It’s gas tax decision day Sept. 3

Pasco County commissioners are up against a self-imposed deadline Wednesday where they will have to decide how they are going to fund a needed $8 million for road construction projects in the county.

And while there are really only three primary options on the table — the decision is not expected to be an easy one.

County budget director Annette Stahura is set to present those three options and any others commissioners bring up during what is expected to be a shorter-than-usual meeting in New Port Richey. Commissioners are being asked to either increase local gasoline taxes up to a nickel per gallon, increase property tax rates, or a combination of the two.

Increasing the gas tax is going to be the most difficult way to go, however, with four of the five commissioners needed to approve it. Outgoing commissioner Henry Wilson Jr., has already said he would continue his position from last year and not support increasing the gas tax, while commission chair Jack Mariano has been on the fence, but leaning against the gas tax.

Boosting property taxes, however, only requires three votes, although Commissioner Ted Schrader has said he is against increasing that tax to pay for new roads as long as the gas tax option is available.

Proponents of the gas tax say many consumers may not even feel it. Neighboring counties, they say, increased their gas taxes in recent years, and few of the gas stations actually passed that extra cost on to consumers, members of the county staff said. Those same proponents also discount the impact to businesses and such that need large amounts of fuel, since diesel fuel would not be levied the additional tax.

Those against the gas tax, however, say that there are no guarantees that gas stations won’t increase gas prices to compensate for the additional tax, and that the cost to consumers — including businesses who require large amounts of fuel — is unnecessary.

Each penny of gas tax is expected to generate $1.6 million each year, according to an internal county report. A full gas tax could, however, cost $37.50 more per year for driver, or a little more than $3 per month.

Raising property taxes, however, could have a larger impact to businesses than a fuel tax, according to an internal report. While a 5-cent gas tax would increase costs to small business owner by $250, raising property taxes instead to hit that $8.07 million mark would cost small businesses $478.That is based on a small manufacturing business with $200,000 property value and $1 million tangible property value.

However, the impact to the average homeowner for a property tax increase would be just under $20 a year for the full $8 million, assessed at homes with $100,000 in appraised value and $50,000 in homestead exemptions.

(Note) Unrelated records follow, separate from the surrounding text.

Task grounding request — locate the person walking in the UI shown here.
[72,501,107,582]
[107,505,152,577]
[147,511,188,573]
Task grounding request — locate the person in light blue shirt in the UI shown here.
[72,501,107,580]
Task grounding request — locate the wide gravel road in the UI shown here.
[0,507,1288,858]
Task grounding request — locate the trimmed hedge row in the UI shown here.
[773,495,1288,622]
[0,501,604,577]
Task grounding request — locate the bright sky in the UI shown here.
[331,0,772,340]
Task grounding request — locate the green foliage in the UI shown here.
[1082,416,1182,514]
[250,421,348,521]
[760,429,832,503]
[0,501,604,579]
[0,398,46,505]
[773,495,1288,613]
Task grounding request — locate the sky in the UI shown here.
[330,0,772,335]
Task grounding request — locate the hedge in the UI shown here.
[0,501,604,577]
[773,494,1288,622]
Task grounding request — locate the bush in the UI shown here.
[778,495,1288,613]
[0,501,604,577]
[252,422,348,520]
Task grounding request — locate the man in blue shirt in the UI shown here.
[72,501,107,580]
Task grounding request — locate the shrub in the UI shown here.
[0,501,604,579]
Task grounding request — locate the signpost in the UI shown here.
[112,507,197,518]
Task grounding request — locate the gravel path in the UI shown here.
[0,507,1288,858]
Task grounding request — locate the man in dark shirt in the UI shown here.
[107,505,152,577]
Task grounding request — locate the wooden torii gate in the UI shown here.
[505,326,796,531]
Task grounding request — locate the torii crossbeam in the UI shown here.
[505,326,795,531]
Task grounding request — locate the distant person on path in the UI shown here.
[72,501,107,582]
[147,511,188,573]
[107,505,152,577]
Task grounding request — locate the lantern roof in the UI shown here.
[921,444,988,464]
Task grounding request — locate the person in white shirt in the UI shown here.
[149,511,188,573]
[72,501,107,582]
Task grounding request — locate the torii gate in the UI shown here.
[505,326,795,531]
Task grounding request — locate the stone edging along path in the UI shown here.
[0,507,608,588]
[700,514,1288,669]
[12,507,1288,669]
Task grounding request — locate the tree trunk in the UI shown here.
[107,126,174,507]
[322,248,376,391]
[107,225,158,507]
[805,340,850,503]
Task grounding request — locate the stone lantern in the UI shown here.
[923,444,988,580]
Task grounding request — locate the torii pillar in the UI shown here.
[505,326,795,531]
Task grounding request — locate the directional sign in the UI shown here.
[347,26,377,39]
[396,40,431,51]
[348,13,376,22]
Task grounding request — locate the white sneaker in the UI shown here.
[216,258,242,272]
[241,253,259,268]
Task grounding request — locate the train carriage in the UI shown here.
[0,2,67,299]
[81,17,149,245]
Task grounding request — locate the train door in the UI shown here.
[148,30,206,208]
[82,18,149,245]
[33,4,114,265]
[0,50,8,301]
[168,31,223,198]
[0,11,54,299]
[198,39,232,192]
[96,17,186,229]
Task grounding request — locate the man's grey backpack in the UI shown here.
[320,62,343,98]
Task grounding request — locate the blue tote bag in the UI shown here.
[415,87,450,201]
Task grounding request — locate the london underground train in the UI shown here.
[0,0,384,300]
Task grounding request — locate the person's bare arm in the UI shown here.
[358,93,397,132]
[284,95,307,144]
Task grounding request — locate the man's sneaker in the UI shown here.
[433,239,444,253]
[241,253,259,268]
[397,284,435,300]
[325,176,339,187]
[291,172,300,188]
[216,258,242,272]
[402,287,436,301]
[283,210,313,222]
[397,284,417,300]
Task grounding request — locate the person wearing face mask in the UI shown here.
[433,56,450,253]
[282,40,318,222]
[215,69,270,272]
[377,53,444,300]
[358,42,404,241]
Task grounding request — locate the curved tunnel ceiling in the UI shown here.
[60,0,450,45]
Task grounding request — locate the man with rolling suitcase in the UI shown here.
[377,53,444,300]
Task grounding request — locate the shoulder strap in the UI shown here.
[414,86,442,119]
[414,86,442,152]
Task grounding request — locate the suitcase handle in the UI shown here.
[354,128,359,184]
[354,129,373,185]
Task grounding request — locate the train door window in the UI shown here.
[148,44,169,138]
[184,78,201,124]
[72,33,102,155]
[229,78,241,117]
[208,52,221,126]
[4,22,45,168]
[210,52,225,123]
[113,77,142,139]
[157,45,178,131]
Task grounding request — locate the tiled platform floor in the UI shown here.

If the commission can’t come to a decision on how to raise the $8 million, seven short-term projects would be delayed up to 10 years. They include:

Construction of Bell Lake Road from U.S. 41 to Alpine Road — moved from 2015 to 2017

Right-of-way acquisition to expand DeCubellis Road from two lanes to four lanes from Little Road to Starkey Boulevard — moved from 2017 to 2019

Creation of an automated traffic management system on County Road 54 and State Road 54 from Progress Parkway to Curley Road — moved from 2017 to 2025

Right-of-way acquisition to expand County Road 54 from two lanes to four lanes from State Road 54/56 to Progress Parkway — moved from a one-year project to a five-year project.

Creation of an automated traffic management system on Little Road from Embassy Boulevard to Star Trail — moved from 2018 to 2027.

Right-of-way acquisition to expand Moon Lake Road from two lanes to four lanes from DeCubellis Road to State Road 52 — moved from a five-year project to a nine year project.

Construction of Starkey Boulevard from River Crossing Boulevard to DeCubellis Road — moved from 2018 to 2020.

Projects that would be completely moved out of the 15-year plan and placed in limbo include:

• Chancey Parkway from Fox Ridge to Morris Bridge roads
• Collier Parkway from Parkway Boulevard to Ehren Cutoff
• County Line Road North from East Road to Springtime Street
• Moon Lake Road from DeCubellis Road to State Road 52
• Ridge Road extension from Suncoast Parkway to U.S. 41
• Expanding Trinity Boulevard to four lanes from Little Road to State Road 54
• Twenty Mile Level Road from State Road 54 to Collier Parkway
• Two phases of the Zephyrhills Bypass extension, from River Glen Boulevard to Dean Dairy Road

The meeting is set to begin at 9 a.m., at the West Pasco Government Center, 8731 Citizens Drive in New Port Richey.